Medicare Part B, also known as medical insurance, provides coverage for a wide range of healthcare services and items, including:

  • Doctor and other healthcare provider services: This includes services provided by physicians, nurse practitioners, physician assistants, and other healthcare professionals.

  • Outpatient care: This includes services such as diagnostic tests, surgeries, and other procedures that don't require an overnight hospital stay.

  • Home health care: Part B covers medically necessary skilled nursing care, physical therapy, speech therapy, and occupational therapy provided in the home.
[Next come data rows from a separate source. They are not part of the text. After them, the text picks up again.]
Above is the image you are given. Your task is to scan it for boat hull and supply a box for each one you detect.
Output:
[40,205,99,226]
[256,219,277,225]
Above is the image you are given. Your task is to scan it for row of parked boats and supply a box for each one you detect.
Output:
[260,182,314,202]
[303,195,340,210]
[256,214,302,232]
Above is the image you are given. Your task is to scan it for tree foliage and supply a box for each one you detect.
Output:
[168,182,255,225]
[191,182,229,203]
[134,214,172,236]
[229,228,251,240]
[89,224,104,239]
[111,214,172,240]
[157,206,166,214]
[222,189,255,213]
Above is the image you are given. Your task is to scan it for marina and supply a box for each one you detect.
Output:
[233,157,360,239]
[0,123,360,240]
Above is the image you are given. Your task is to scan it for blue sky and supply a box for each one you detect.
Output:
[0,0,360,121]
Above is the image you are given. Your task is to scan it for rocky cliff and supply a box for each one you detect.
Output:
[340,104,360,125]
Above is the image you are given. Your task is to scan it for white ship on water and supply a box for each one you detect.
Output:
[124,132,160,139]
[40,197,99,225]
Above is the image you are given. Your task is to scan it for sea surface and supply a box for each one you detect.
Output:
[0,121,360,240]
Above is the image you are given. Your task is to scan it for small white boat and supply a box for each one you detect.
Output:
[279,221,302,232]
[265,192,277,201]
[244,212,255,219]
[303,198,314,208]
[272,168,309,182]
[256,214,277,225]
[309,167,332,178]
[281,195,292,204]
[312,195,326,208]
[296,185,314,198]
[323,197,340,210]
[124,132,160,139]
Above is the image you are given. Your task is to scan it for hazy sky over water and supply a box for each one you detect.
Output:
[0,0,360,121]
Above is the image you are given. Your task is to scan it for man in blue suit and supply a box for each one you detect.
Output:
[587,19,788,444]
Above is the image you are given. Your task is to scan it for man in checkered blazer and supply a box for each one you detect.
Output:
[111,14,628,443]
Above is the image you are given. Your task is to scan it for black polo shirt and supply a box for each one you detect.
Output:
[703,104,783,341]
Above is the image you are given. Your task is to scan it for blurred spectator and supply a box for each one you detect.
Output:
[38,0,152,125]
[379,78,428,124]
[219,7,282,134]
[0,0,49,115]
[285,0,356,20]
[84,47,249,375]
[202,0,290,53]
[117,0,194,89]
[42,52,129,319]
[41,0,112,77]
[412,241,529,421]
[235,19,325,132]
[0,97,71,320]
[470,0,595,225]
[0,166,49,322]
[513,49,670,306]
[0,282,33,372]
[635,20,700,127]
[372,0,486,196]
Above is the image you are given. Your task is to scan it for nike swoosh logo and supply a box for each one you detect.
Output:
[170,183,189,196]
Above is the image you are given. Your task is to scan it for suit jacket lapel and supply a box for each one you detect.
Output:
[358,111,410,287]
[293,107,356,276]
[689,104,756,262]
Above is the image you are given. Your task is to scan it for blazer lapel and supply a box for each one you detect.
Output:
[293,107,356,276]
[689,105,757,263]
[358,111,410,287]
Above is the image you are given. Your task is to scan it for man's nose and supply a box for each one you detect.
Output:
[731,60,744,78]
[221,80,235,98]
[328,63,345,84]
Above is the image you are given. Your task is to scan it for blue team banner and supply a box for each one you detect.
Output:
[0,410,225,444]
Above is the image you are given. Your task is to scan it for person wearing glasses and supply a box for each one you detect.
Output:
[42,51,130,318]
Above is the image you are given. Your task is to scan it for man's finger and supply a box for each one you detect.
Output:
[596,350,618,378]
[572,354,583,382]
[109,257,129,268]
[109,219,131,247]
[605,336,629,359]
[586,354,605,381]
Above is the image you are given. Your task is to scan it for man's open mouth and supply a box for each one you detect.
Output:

  • Durable medical equipment (DME): This includes items such as wheelchairs, walkers, and hospital beds that are medically necessary for your care.

  • Preventive services: Part B covers a range of preventive services, including screenings for cancer, cardiovascular disease, diabetes, as well as your annual wellness visits and a few more.

Once you meet your yearly deductible, which is $226 for 2023, you will typically pay 20% of the Medicare-approved amount for most Part B services.

Part C

Medicare Advantage

Medicare Advantage

Medicare Part C, also known as Medicare Advantage, is a type of health insurance plan that is offered by Medicare-approved private companies. These plans are designed to provide a "bundle" of benefits that includes all the services covered by Medicare Part A (hospital insurance) and Part B (medical insurance). In addition, many Medicare Advantage plans also include prescription drug coverage (Part D).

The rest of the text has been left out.